Außer meiner Lehrtätigkeit habe ich auch mehrere Bücher geschrieben, darunter eines mit dem Titel “The Footsteps of the Messiah” (Die Fußspuren des Messias). Zwei Jahre nach seiner Veröffentlichung wurde es von einem deutschen Verleger gelesen. Es gefiel ihm, er ließ es ins Deutsche übertragen und veröffentlichte es unter dem Titel „Handbuch der biblischen Prophetie” (bei Schulte & Gerth). Kurz darauf kaufte es in Deutschland ein Mann, der von mir nichts wußte, aber sich dafür interessierte, was ein Judenchrist über das Buch der Offenbarung zu sagen hat. Er zeigte seinen neuen Erwerb auch seiner Frau, und die las darauf den Namen des Verfassers, .Arnold Fruchtenbaum”. Sie schrieb mir einen Brief und erklärte mir, daß sie und ihr inzwischen verstorbener Vater nach dem Ende des letzten Weltkriegs in einem D.P.-Lager in Ulm mit einer Familie namens Fruchtenbaum zu tun hatten.

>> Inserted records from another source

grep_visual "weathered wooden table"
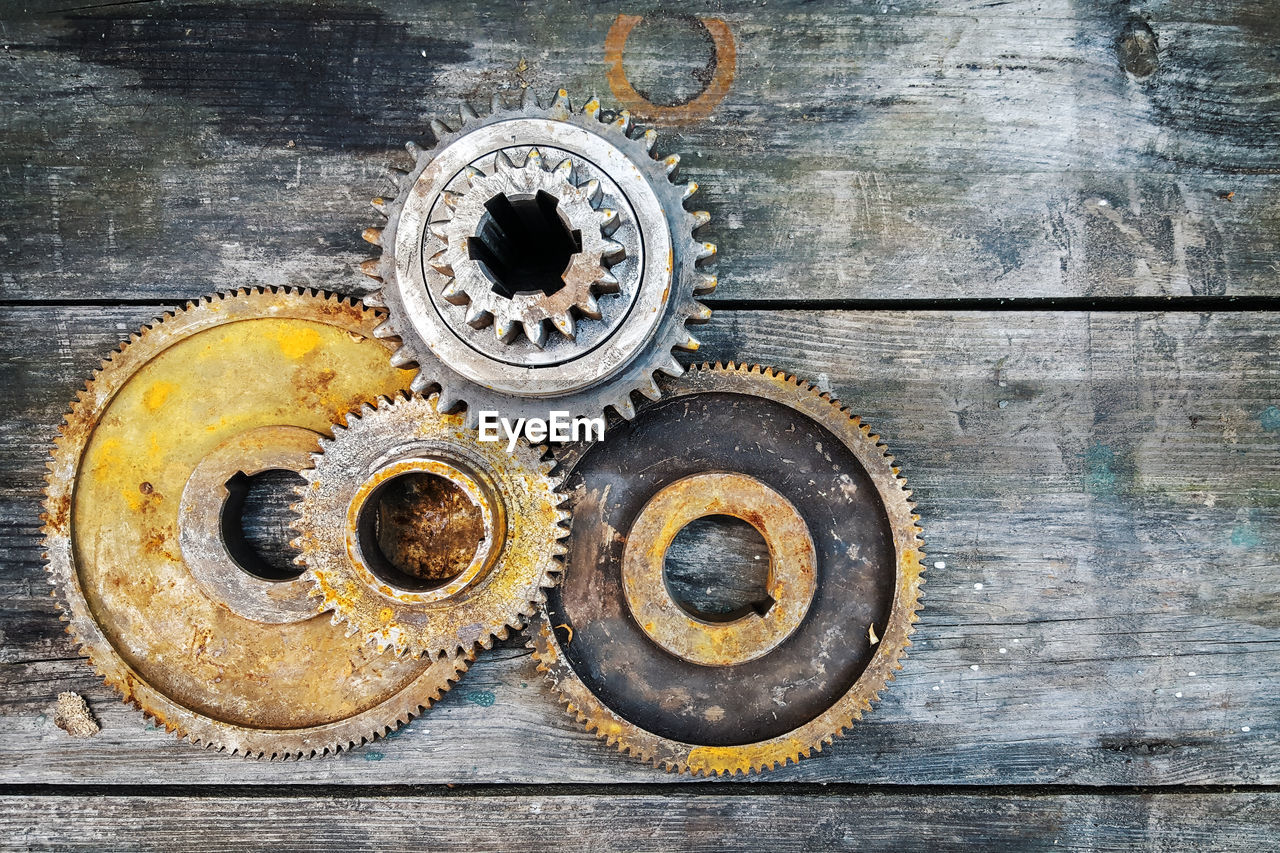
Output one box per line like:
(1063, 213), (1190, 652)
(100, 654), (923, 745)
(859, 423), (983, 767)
(2, 1), (1277, 849)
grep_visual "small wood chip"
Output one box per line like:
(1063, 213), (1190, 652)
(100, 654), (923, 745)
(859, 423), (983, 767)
(53, 692), (100, 738)
(868, 623), (880, 645)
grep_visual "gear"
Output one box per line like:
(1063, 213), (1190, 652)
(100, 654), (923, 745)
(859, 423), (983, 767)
(528, 362), (926, 776)
(41, 288), (468, 758)
(434, 146), (623, 347)
(360, 87), (716, 425)
(294, 393), (569, 659)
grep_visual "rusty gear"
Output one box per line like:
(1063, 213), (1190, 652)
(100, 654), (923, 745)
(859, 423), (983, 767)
(294, 393), (569, 659)
(529, 362), (926, 776)
(42, 288), (469, 758)
(360, 87), (716, 426)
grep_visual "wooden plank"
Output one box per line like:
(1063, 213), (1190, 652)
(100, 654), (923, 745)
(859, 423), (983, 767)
(1, 2), (1278, 302)
(1, 305), (1276, 785)
(1, 791), (1277, 851)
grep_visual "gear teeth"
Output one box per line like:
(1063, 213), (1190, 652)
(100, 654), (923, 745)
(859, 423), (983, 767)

Dann nannte sie alle Namen meiner Familienangehörigen, die sie damals kennengelernt hatte. Es stellte sich heraus, daß ihr Vater wirklich der evangelische Pfarrer gewesen war, nach dem ich so lange gesucht hatte, und sie ist seine Tochter Hanna. Weil er nicht mehr lebte und sie durch ihre Heirat einen anderen Namen trug, war mein Suchen erfolglos geblieben. Im folgenden Jahr, 1985, unterbrachen wir in Deutschland unsere Rückreise von Israel nach Amerika, um sie zu besuchen. Dabei erzählte sie mir, daß sie regelmäßig für meine Errettung gebetet hatte, seit sie uns im Jahre 1949 in Deutschland begegnet war. Ich kam 1957 zum Glauben und wurde errettet, aber das wußte sie ja nicht. So setzte sie ihre beständige Fürbitte fort bis in die achtziger Jahre, als sie endlich erfuhr, daß ich gläubig geworden war. Das ist wahrlich ein Zeugnis von der Macht des treuen, anhaltenden Gebets.
Arnold G. Fruchtenbaum, San Antonio, Texas (www.ariel.org)

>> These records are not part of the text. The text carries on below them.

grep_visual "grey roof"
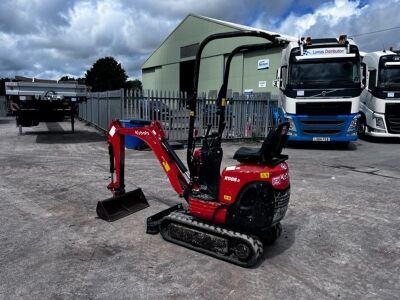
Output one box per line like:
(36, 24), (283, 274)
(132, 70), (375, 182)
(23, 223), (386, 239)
(141, 14), (297, 68)
(194, 14), (297, 42)
(15, 76), (58, 84)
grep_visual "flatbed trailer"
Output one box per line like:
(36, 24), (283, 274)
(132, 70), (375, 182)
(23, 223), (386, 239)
(5, 79), (87, 133)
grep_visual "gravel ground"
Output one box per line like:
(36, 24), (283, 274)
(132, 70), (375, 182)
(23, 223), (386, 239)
(0, 117), (399, 300)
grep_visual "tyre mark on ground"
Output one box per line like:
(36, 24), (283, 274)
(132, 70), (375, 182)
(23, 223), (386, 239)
(326, 164), (400, 180)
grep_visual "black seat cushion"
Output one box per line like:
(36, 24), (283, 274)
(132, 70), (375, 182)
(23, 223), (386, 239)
(233, 122), (290, 164)
(232, 146), (261, 162)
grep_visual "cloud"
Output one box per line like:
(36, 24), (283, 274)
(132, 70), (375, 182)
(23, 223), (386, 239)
(274, 0), (361, 37)
(0, 0), (73, 34)
(0, 0), (295, 79)
(0, 0), (399, 80)
(258, 0), (400, 51)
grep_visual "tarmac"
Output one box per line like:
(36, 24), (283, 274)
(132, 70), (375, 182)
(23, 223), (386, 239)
(0, 117), (399, 299)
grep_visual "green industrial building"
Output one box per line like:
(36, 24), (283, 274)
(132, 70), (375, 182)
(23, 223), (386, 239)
(141, 14), (295, 97)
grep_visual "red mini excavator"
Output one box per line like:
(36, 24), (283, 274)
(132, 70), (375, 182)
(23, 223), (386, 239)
(97, 30), (291, 267)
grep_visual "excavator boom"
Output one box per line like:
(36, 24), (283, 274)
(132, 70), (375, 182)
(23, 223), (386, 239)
(96, 119), (189, 221)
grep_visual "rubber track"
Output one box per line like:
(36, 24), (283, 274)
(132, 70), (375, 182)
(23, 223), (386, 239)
(160, 211), (263, 268)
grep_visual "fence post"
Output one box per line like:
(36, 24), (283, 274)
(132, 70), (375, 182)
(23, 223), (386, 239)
(106, 91), (109, 127)
(265, 94), (270, 137)
(120, 88), (124, 120)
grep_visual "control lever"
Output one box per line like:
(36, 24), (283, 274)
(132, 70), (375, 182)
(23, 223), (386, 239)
(203, 124), (212, 148)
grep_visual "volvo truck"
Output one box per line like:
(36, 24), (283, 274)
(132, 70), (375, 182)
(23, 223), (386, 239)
(273, 36), (364, 143)
(359, 51), (400, 137)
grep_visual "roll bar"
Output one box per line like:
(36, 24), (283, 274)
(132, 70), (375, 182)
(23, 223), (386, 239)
(186, 30), (283, 175)
(217, 43), (277, 105)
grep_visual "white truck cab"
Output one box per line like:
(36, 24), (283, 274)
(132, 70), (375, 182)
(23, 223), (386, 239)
(273, 35), (364, 143)
(359, 51), (400, 137)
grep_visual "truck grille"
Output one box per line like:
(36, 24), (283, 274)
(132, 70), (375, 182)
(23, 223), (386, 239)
(298, 118), (347, 135)
(385, 103), (400, 133)
(303, 129), (341, 135)
(301, 120), (344, 125)
(297, 102), (352, 115)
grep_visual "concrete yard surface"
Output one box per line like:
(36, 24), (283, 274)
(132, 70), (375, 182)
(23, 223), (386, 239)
(0, 117), (399, 299)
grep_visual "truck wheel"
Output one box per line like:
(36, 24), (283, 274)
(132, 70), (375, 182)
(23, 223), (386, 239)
(358, 117), (366, 137)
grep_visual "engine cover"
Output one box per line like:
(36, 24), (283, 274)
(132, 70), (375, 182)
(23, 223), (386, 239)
(220, 162), (290, 233)
(226, 182), (290, 232)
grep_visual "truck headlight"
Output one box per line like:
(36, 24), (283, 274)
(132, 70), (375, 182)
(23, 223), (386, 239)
(347, 114), (359, 135)
(286, 117), (297, 136)
(373, 113), (386, 130)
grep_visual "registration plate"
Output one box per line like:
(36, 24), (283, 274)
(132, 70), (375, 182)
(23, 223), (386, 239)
(313, 137), (331, 142)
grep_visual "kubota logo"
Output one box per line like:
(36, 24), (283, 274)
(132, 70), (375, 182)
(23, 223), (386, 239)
(134, 130), (150, 136)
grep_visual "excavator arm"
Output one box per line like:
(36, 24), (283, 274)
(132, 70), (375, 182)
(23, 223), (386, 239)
(107, 120), (190, 198)
(97, 119), (190, 222)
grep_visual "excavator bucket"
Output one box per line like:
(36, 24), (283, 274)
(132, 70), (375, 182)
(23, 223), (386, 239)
(96, 188), (149, 222)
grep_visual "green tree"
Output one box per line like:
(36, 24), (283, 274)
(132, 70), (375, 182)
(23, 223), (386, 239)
(59, 76), (76, 82)
(85, 57), (128, 92)
(59, 76), (86, 85)
(125, 79), (142, 91)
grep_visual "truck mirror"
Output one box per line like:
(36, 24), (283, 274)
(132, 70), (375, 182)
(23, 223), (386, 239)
(361, 63), (367, 87)
(280, 66), (287, 90)
(275, 68), (282, 88)
(276, 68), (281, 78)
(368, 69), (376, 91)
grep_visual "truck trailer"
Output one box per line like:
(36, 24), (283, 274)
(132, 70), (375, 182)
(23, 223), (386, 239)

Anmerkung des Übersetzers. Der wissensdurstige Mann mit dem Buch von Arnold Fruchtenbaum bin ich. Damals sprach ich in einer evangelischen, landeskirchlichen Gemeinschaft fortlaufend über die Offenbarung. Da hat es mich natürlich interessiert, was ein Jude dazu meint. Hätte ich diesen Dienst nicht getan, so wäre ich wahrscheinlich nicht an dieses Buch geraten, und die Verbindung mit Arnold wäre nicht zustande gekommen. Und weil unser Herr das alles so gefügt hat, habe ich es auch als eine selbstverständliche Aufgabe angesehen, für die Verbreitung der ARIEL-Freundesbriefe usw. im deutschsprachigen Raum zu sorgen, so lange uns dazu die Möglichkeit geschenkt wird.